Solisten-, Chor- und Instrumentalkonzert in der St. Andreas-Kirche in Bad Lauterberg/Harz

 

Am Freitag, den 18. November 2011, um 20.00 Uhr lädt die ev. luth. Kirchengemeinde im Rahmen ihrer monatlichen Stunde der Kirchenmusik sehr herzlich ein in die malerische und heimelige St.

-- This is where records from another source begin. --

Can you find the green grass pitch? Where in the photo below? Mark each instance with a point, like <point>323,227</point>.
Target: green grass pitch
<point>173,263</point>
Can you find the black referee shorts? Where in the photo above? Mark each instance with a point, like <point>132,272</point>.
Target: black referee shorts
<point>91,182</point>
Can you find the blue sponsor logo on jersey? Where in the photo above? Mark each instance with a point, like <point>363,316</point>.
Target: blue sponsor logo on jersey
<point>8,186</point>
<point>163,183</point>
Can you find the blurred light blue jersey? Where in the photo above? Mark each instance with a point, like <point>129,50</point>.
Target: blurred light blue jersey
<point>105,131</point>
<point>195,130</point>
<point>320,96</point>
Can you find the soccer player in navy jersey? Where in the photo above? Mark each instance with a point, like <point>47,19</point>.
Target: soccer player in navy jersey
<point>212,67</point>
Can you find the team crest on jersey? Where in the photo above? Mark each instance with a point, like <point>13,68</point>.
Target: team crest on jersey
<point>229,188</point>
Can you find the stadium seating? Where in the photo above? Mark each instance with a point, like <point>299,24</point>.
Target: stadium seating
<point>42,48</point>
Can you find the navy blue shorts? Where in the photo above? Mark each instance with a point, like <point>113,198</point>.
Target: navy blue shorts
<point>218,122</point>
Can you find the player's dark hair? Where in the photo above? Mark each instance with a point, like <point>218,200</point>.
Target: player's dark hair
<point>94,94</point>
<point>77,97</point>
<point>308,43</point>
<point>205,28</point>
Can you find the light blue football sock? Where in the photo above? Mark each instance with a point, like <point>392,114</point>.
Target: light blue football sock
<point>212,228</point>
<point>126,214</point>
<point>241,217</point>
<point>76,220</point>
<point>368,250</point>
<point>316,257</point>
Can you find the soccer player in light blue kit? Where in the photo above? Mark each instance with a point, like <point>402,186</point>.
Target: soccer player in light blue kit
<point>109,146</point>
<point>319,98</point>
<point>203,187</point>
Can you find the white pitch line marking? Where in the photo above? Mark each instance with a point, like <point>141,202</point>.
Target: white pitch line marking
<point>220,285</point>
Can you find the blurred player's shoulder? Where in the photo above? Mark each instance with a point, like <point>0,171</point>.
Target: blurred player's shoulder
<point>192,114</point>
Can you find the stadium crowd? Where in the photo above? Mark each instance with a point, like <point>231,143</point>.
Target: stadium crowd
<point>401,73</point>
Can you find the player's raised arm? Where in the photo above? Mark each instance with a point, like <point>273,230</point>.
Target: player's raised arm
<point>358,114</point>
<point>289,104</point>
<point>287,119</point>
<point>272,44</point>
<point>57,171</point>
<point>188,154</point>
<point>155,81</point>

Andreas-Kirche in der Hauptstr./Mitte zu einem Konzert mit Kantaten und Geistlichen Konzerten zum Kirchenjahresende ein.

 

Das Hauptwerk des Abends ist die berühmte Kantate Nr. 106 „Gottes Zeit ist die allerbeste Zeit“, der sogenannte „Actus tragicus“, den der gerade mal 22 Jahre junge Johann Sebastian Bach 1707 in Mühlhausen genial frühvollendet zu Papier brachte.

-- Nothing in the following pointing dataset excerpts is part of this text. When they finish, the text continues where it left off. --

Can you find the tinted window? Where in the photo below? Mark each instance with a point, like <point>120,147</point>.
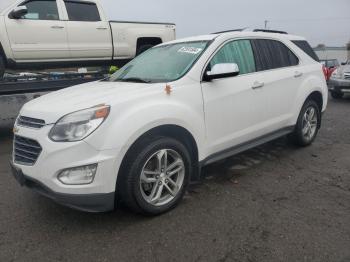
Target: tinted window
<point>41,10</point>
<point>239,52</point>
<point>271,54</point>
<point>82,11</point>
<point>304,45</point>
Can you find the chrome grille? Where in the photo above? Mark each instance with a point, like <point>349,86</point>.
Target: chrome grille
<point>26,151</point>
<point>30,122</point>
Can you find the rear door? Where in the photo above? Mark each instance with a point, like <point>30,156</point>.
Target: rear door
<point>89,36</point>
<point>234,106</point>
<point>282,77</point>
<point>40,34</point>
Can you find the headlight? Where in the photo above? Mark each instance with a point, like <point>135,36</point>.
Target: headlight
<point>78,125</point>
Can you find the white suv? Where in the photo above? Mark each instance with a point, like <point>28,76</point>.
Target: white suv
<point>143,135</point>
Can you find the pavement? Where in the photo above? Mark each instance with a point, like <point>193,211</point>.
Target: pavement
<point>273,203</point>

In der Auswahl verschiedenster Bibelstellen und Gemeindeliedstrophen, in den darauf abgestimmten Kompositionsformen und in den musikalischen Ausdeutungen einzelner Worte und Stimmungen zeigt sich bereits die ganze Tiefe der Kunst des späteren Thomaskantors.

 

Die Besetzung mit zwei Blockflöten, zwei Violen da Gamba und Basso continuo ist die der „stillen music“ zu eher verinnerlichten Themen wie Tod, Trauer aber auch Hoffnung und christliche Gewissheit, die auch heute noch am Ende eines jeden Kirchenjahres im Vordergrund stehen.

 

Dieselbe Instrumentalbesetzung liegt einer kleineren Choralkantate „Bestelle dein Haus“ des Barockmeisters Christian Ludwig Boxberg zugrunde. 

 

Außerdem stehen zwei Kleine geistliche Konzerte und die doppelchörige Motette „Herr, wenn ich nur dich habe“ von Heinrich Schütz, dem Großmeister der evangelischen Kirchenmusik im 16. Jahrhundert, auf dem Konzertprogramm.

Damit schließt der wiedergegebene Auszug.